Parallelism and Cost Semantics (EECS490Lec22)

Apr 03, 2020

Firstly, let’s nail down what parallelism is. Parallelism is, namely, a performance optimization. By running multiple things at the same time, we’re able to get stuff done quickly.

Now, while that’s a great idea in theory, in practice we simply cannot run all lines at the same time. If we consider the following program, for example:

let x be e1 in
let y be e2 in
e3

where e3 depends on both e1 and e2.

If we were to blindly run the first two lines in parallel, we could easily run into trouble. If e1 depended on y or e2 depended on x , or if either line had some sort of side-effect, we could easily create a non-deterministic program, depending on your scheduler. (However, if e1 and e2 have no side effects or data dependency then they’d be trivially parallelisable, which is the motivation behind stuff like MapReduce)

Thus, while we’d like to have our programs automatically run in parallel, it’s probably for the best we give the program some functionality regarding parallelism instead, and let the programmer handle the nontrivial parallelisation. To do so, let’s introduce the first kind of parallelism we’d like to study: Fork-Join Parallelism

Fork-Join Parallelism

Here, the idea behind fork and join parallelism is rather simple. If we have a program, like the above statement, where we knew we could run two things in parallel, we could start a program that runs both of the sub-programs in parallel ( a fork ), and a program that takes both of the sub-programs and combines them for e3 ( a join ). With both of these constructs, we’d be able to give the programmer the ability to run both programs at once, like the diagram below:

Thus, when we run the sections in parallel, and then join them, our program’s execution, hopefully, is not changed, and we’re able to get some performance benefits, though it’s still a bit hard to say what sorts of performance benefits we get out of this, so let’s make it clear.

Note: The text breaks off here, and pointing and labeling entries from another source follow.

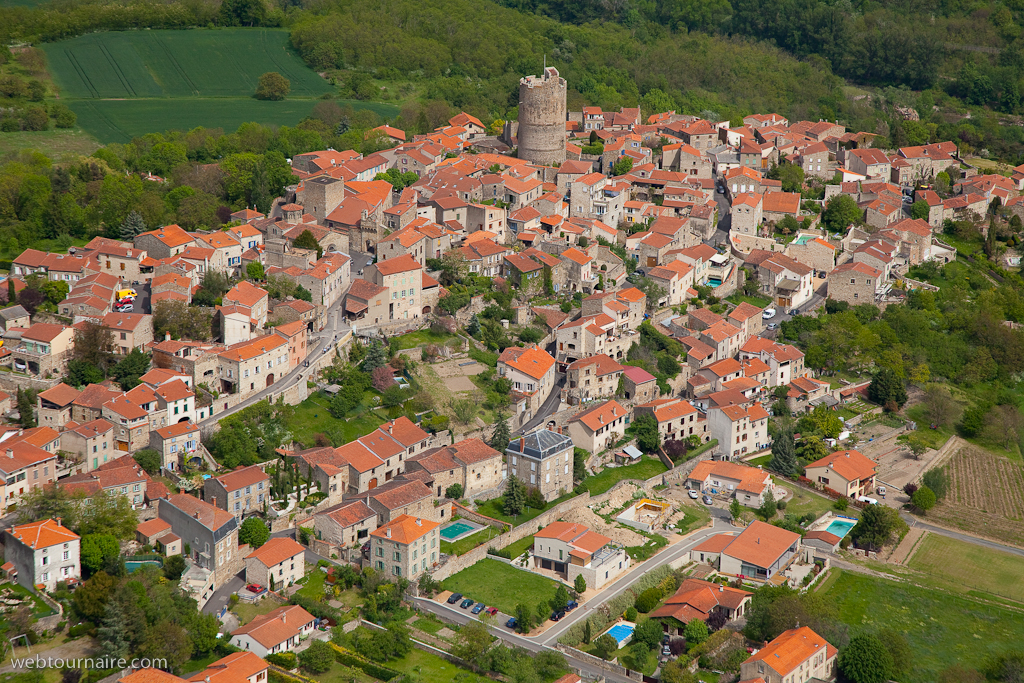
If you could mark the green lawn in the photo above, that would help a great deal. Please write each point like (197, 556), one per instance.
(520, 546)
(463, 546)
(942, 628)
(607, 478)
(500, 585)
(126, 84)
(495, 509)
(804, 502)
(311, 417)
(695, 517)
(954, 563)
(431, 669)
(414, 339)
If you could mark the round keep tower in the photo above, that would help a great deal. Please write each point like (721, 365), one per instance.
(542, 118)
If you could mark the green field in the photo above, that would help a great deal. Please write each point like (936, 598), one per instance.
(942, 628)
(500, 585)
(964, 564)
(126, 84)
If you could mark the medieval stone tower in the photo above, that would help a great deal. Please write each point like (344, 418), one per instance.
(542, 118)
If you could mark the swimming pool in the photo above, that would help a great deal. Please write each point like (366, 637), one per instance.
(622, 632)
(459, 529)
(841, 526)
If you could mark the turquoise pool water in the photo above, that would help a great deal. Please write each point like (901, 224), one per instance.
(455, 529)
(622, 633)
(841, 526)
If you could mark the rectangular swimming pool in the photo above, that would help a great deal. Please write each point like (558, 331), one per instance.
(841, 526)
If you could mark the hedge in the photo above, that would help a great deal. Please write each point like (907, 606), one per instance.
(350, 658)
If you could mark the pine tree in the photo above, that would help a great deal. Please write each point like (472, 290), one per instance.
(502, 435)
(783, 454)
(132, 226)
(515, 497)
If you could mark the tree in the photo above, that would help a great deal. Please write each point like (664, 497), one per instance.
(865, 659)
(317, 658)
(502, 435)
(472, 642)
(254, 531)
(923, 499)
(841, 212)
(96, 548)
(648, 436)
(886, 387)
(132, 226)
(937, 480)
(695, 632)
(174, 566)
(783, 454)
(130, 369)
(920, 210)
(768, 507)
(604, 646)
(273, 86)
(515, 497)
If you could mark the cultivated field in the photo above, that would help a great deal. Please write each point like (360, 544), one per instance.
(226, 62)
(964, 564)
(986, 496)
(126, 84)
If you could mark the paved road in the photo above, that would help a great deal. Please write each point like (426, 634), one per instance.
(549, 638)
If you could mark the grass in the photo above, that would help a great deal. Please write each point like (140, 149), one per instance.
(694, 518)
(463, 546)
(941, 628)
(494, 509)
(955, 563)
(609, 476)
(500, 585)
(428, 667)
(311, 417)
(126, 84)
(804, 502)
(420, 337)
(520, 546)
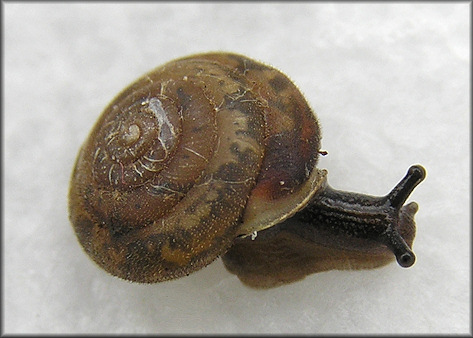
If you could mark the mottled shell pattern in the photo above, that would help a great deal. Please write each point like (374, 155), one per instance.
(188, 157)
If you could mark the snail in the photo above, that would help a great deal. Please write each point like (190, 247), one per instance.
(215, 155)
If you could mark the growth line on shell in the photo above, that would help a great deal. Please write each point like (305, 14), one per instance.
(196, 153)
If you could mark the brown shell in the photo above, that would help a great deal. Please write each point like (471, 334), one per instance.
(186, 158)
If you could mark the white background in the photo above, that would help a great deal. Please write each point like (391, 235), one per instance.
(390, 85)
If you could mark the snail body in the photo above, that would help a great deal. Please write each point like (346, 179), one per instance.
(199, 154)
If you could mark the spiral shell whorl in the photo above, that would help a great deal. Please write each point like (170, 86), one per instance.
(174, 207)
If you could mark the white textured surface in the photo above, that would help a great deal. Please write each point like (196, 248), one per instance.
(390, 84)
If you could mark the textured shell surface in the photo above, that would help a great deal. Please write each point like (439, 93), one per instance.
(189, 156)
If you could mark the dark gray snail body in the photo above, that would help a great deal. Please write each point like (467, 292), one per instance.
(195, 158)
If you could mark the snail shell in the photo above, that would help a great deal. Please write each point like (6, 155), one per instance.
(188, 157)
(197, 155)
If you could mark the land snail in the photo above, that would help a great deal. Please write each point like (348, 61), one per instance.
(215, 155)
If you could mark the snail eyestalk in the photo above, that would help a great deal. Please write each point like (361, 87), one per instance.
(404, 188)
(345, 216)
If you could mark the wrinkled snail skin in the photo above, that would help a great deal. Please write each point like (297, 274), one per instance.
(336, 230)
(198, 156)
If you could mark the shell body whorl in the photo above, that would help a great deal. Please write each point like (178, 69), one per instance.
(186, 158)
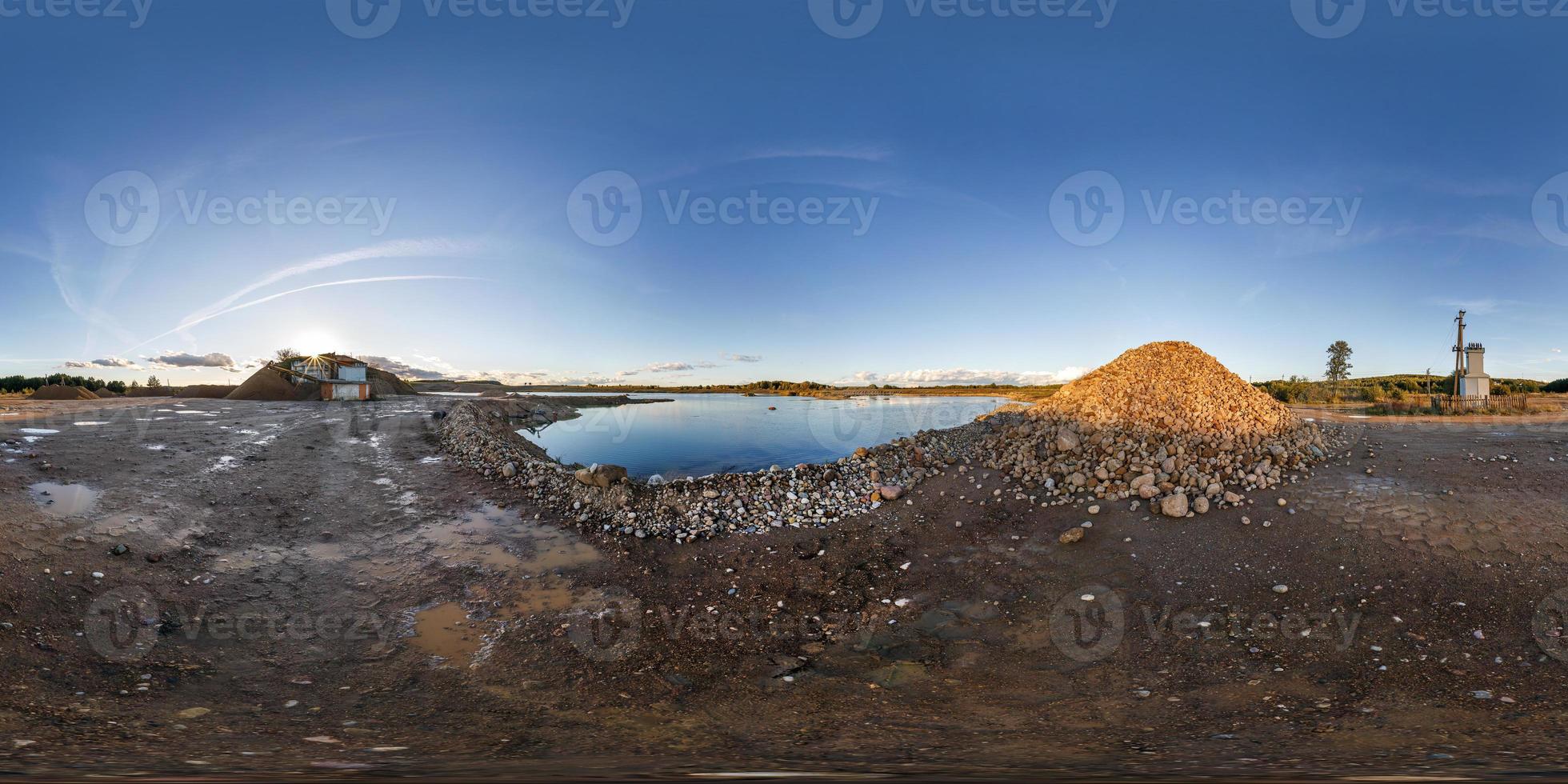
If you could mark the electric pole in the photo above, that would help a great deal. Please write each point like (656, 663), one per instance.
(1458, 354)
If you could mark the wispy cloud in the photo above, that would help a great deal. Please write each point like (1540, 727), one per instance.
(112, 361)
(438, 246)
(253, 303)
(181, 359)
(963, 375)
(1494, 228)
(869, 153)
(402, 369)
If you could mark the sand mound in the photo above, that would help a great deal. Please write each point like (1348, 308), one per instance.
(388, 385)
(1161, 421)
(1172, 388)
(206, 391)
(270, 383)
(63, 392)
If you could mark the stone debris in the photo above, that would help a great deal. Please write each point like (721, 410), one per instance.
(1164, 422)
(482, 434)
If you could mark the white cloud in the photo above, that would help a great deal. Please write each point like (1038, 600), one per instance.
(402, 369)
(666, 367)
(112, 361)
(179, 359)
(963, 375)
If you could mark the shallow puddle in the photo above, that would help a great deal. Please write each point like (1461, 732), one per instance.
(63, 501)
(447, 632)
(554, 549)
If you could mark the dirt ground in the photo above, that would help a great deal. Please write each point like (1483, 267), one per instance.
(222, 588)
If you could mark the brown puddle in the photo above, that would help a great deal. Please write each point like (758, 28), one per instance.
(447, 632)
(530, 554)
(490, 537)
(63, 501)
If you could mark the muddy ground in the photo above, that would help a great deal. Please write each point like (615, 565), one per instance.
(313, 588)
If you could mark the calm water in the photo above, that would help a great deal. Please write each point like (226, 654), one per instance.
(698, 434)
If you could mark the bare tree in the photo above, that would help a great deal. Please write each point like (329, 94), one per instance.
(1338, 364)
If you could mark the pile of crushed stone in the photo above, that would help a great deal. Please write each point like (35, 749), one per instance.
(62, 392)
(1164, 421)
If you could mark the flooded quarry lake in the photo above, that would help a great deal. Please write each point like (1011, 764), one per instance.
(698, 434)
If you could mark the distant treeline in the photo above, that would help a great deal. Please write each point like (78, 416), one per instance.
(34, 383)
(1372, 390)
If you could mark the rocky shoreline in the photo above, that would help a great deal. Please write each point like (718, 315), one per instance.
(1164, 424)
(482, 434)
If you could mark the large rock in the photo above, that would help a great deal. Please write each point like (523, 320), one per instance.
(601, 477)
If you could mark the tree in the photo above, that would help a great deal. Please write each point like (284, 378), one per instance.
(1338, 364)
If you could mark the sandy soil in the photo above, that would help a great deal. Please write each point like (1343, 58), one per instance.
(313, 588)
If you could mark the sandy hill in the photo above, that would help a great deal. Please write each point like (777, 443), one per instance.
(63, 392)
(269, 383)
(1172, 388)
(1161, 421)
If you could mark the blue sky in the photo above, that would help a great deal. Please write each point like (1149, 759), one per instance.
(903, 201)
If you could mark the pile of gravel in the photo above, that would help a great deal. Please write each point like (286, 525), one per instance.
(1162, 421)
(478, 434)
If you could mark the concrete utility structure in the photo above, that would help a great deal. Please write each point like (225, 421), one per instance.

Firstly, this doesn’t change the total amount of work in the program. We change how the computational steps are processed; we do not change the amount of work we do.
However, because we change the order of execution, we change the depth of the program, which is the amount of work on the critical path through the graph. This is essentially the work that’ll determine the time our program takes to run, and thus is what we wish to optimize to speed up our programs.

It turns out, we can compute these expressions ( work and depth ) through an underlying cost semantics, which is a fancy way we can formalize the time complexity of a set of operations:

Cost Semantics: A way for us to describe the work and depth of a program, given “costs” which, for this class, are values associated with the number of operations (i.e. the time) we need to take for some operation to be complete.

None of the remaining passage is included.